Support to national laboratories has included the supplies, or where possible the local production, of reagents (monoclonal antiboides against human Thyroid Stimulating Hormones - hTSH and recombinant hTSH), state-of-the-art equipment for diagnosis, computer software, expert services and quality control, including safety procedures as part of the IAEA training. Interactive multimedia educational software is being developed to help train doctors and technicians.
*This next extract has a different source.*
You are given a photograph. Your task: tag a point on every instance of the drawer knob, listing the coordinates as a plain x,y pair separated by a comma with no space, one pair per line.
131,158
The key to success and sustainability of developing country screening programs is the balance between cost and quality of the hTSH tests. The Agency helped the Uruguayan Nuclear Medicine Center in Montevideo bring the costs of reagents down to just $1 per test. "All attempts at starting a national screening program had failed until the InternationalAtomic Energy Agency helped us to produce the RIA reagents locally", explains Dr. Alicia Aznarez of the Nuclear Medicine Centre, who is in charge of the Uruguayan screening program and presenting its results at the Symposium. To date, 68 positive cases have been identified in Uruguay and undergone appropriate treatment. A 1994 governmental mandate to screen new-borns for hypothyroidism and wide acceptance amongst the country's medical community, health authorities and parents has contributed to the program's success.

National screening systems in developing countries, set up with the help of the IAEA, have an additional advantage. They facilitate early diagnosis and timely treatment of other inborn diseases, including cystic fibrosis and other errors of metabolism. In several countries, the IAEA supports these projects by introducing nuclear-based techniques, such as the polymerase chain reaction (PCR).